Back to Normal

As you may or may not know, we are incubating a rapidly growing company in our office. Fun stuff. And while this may be a bit of an exaggeration, they seem to have a new hire every week. If you want to know how we put that company together, and it is a cool story, shoot me an email.

The latest new hire is my favorite. He was reading my book, Mergers & Acquisitions For Dummies, even before accepting the job. When he figured out the author of his new favorite book works in the same office – I think the oversized cover I have on my office wall was the clue, see the attached pic – he was bowled over and extremely impressed with me. Obviously, he’s not seen me slice one off the tee. So please don’t tell him; I’m desperately trying to cling to his initial impression of me.

Anyway, he recently stopped by my office and asked me a question about valuations. He said my book states 4X to 6X is the typical range, with 5X being the industry standard. For you little leaguers scoring at home, here’s the actual passage, from pages 188-9…

“Five times EBITDA is an industry standard, a convention of deal-making. Nobody knows where it came from, but all you need to know is that it’s a de facto standard. In good or bad times, that multiple may be a bit higher or lower, which is why I give you the 4X to 6X range.”

My young acolyte and book club fan asked me how I, the wizened, grizzly, M&A bon vivant and man around town, could be so off with that valuation range. “Five times seems awfully low,“ he said. “In my long work history of being a support person in a high stakes deal making enterprise…three weeks and counting…I haven’t seen anything even remotely approaching such base, low, and prosaic valuations. What sort of hoi polloi reads your book?!”

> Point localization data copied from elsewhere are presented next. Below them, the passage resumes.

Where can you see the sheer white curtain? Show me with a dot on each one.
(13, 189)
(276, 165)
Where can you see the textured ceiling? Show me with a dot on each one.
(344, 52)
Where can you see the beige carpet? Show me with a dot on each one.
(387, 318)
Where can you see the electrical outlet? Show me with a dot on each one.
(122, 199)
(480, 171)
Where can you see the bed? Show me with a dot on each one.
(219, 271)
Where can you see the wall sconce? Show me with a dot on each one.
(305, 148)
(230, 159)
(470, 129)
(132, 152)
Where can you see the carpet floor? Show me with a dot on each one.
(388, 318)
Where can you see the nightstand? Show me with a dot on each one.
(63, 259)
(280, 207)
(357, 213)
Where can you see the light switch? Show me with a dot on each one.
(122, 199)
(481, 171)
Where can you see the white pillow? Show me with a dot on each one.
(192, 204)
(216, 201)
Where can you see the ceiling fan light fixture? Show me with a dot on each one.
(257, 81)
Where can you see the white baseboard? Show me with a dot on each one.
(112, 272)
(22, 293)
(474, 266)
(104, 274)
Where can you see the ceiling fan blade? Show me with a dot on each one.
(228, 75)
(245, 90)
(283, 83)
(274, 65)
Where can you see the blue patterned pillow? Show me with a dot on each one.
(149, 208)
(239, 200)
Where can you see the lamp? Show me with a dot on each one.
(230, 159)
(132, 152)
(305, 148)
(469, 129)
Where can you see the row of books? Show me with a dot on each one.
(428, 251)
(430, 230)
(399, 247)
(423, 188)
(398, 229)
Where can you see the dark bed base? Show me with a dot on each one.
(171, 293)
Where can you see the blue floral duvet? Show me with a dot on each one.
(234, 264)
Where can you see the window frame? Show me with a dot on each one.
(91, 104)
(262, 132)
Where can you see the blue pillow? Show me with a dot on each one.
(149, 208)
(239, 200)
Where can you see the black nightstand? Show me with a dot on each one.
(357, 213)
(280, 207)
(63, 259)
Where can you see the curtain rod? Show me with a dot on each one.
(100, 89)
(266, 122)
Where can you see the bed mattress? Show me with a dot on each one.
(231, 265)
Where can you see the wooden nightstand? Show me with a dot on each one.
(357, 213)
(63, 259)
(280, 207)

I quickly quashed the rejoinder that apparently he was the prosaic hoi polloi audience who reads my book. That would be brusque, churlish, insolent, and scurrilous. But I also had to quickly scramble to come up with a good answer to his question, so I did what we all do when we’re caught flatfooted by a younger, hungrier, know-it-all…I changed the subject.

“Hey, young Einstein, take a  sojourn from using voluminous confabulations as you endeavor to impress others whilst engaging in a verbal tête-à-tête, nobody likes a braggadocio who fancies himself a rhetorician à la the second coming of Cicero or even the Stone Roses,” I politely and succinctly opined. “Who do you think you are…Picasso at the Lapin Agile or worse, an investment banker who sends out verbose emails to a cadre of steadfast readers?

After throttling back my young charge’s semi-wiseacre comment, I regained my cerebral footing and told him, yes, the industry standard of 5X seems as outdated as the Model T, pet rocks, smoking in bars, Mr. Mister albums, and people who walk without texting. I told him when I wrote the book, way back in 2010 when he was still in high school, I figured it would have a long shelf life. The process of buying or selling a company doesn’t change much over time. I wasn’t writing a book about a software program or a computer operating system, after all. I had no idea that within just a few short years M&A valuations would reach tulip mania levels, thus rendering moot my seemingly timeless valuation guidance.

And when I said that, immediately I thought to myself, this isn’t going to last forever. We will return to “normal.” M&A valuations will eventually return to their long term historical averages. And for anyone on the fence about pursing a sale transaction, now is the time. I’m not going to tell you when this will end, I don’t have that skill, heck, I can barely keep a golf ball in play these days, but it will end. Now is the time.